As for your idea of emigrating, I don’t know what has possessed you, but can imagine only that you have been overcome by your tribulations. Do not yield to them! My goodness, Brian, you are an Englishman. Apart from the spreading of the Anglo-Saxon good word – don’t think that I denigrate that activity – what would face you? You must remember that ninety-nine per cent of the world’s population comprises foreigners. Where would you go? It is (barely) conceivable that you might find your feet in, say, New Zealand, Australia, Canada, or – and I hesitate to say this – the United States of America. You would have a hard time in the last-named place, as the order of the day there is dog-eat-dog and devil take the hindmost. Do you really want that? Of course not. You wouldn’t last five minutes.
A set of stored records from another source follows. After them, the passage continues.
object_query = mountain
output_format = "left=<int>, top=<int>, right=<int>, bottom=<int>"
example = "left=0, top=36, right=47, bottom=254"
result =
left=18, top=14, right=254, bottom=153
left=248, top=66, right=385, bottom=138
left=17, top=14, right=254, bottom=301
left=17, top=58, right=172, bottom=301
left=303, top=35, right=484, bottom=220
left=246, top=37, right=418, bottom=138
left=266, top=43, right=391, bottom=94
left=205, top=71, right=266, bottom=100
Face it, Brian. You are at best partially qualified in the financial sphere, where many of us believe ourselves to be experts. Wherever you were to go, you would find yourself swilled away as in a vortex. Also, you have a family, and no matter what the immigration officers say, they are looking for strong-backed, weak-minded, footloose chaps to grovel around in mines, or sweat twelve hours a day on some grandiose project. Do you see yourself as a latter-day toiler on whatever scheme has replaced the Hoover Dam or the Snowy River thing.
Now to more prosaic matters. I fully understand your desire to keep our exchanges from the prying eyes of your chief. The truth is that I do not keep a full record of my correspondence – further evidence that I am not small-minded – so don’t know whether or not you have missed anything. If you have, I am sure it will re-emerge if it is important. Don’t give this another thought.
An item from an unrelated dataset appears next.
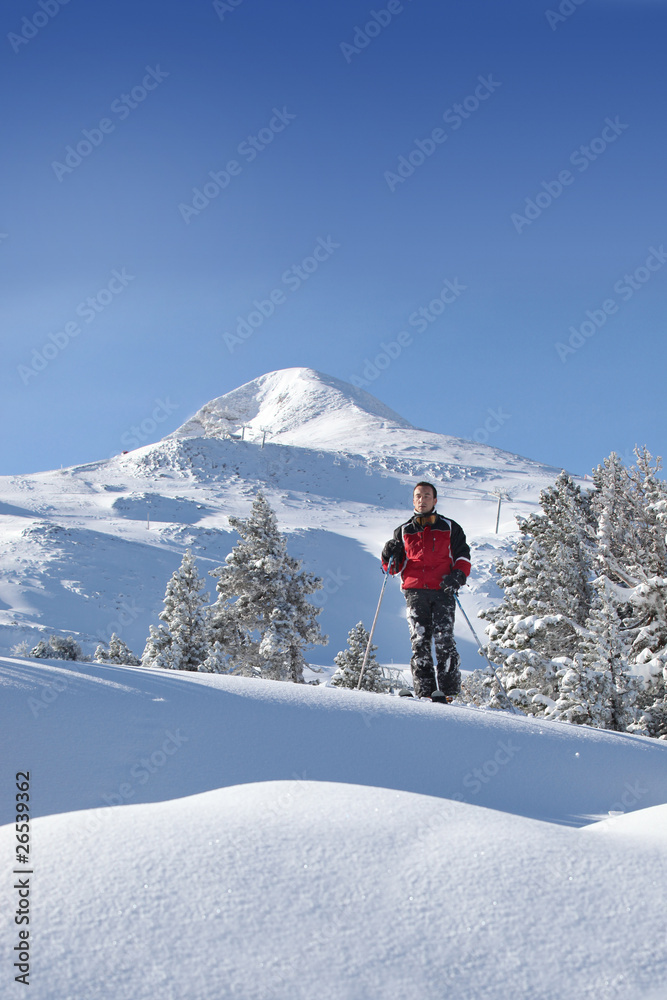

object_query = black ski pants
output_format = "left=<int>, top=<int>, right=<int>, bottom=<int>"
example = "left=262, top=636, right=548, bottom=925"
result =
left=403, top=590, right=461, bottom=698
I am depressed by your continual nagging about the small matter that lies between us, especially as you have seen fit to state that yet another of these annoying monthly instalments has been added to my woes. This is almost too trivial to discuss. Can’t you think of the sweep of history? Remember the words of Omar Khayyam. His text is not to hand here, but he said something about one’s being oneself with yesterday’s seven thousand years. In case you don’t get it, he meant that after we have spent a little time on this plane, we pass on to join others who have come and gone. You may think this minor debt thing is important, but I ask you to accept that in the fullness of time, both of us will be forgotten. Nobody will care who owed what to whom.
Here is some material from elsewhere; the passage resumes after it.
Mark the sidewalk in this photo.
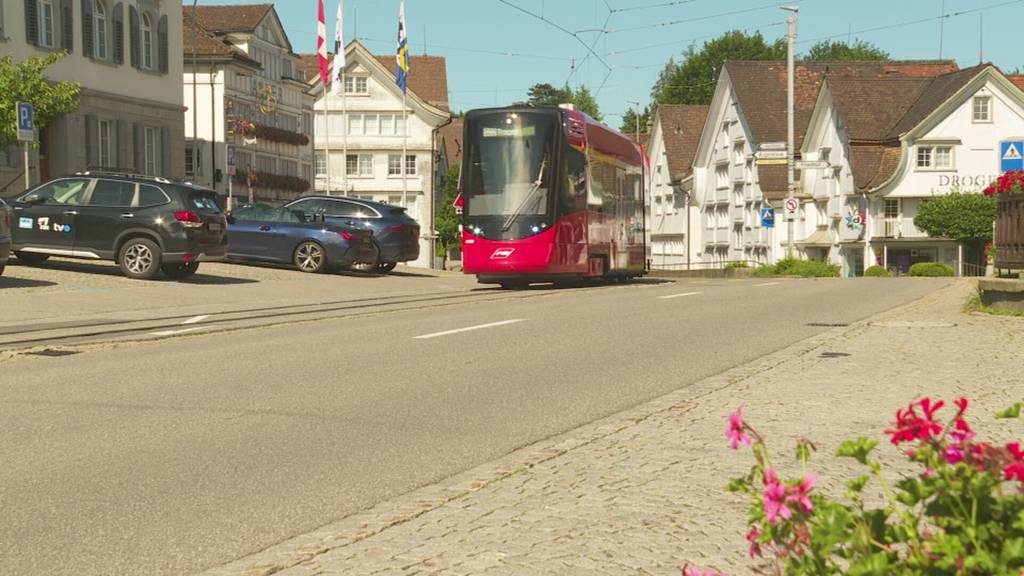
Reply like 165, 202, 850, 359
201, 281, 1024, 576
I have already supplied you with information worth far more than the monetary sum you mention, and you don’t know what else I have to reveal – do not think that my resources are exhausted. This episode will result in greater benefits to you than to me. It is all a question of karmic balance. One keeps on doing the right thing and eventually one reaps the reward. Brian, you are dealing with a man of honour, as you will finally recognise. By the way, I have just heard that Aunt Ethel is declining further and faster, and as she does so, my prospects rise in direct proportion.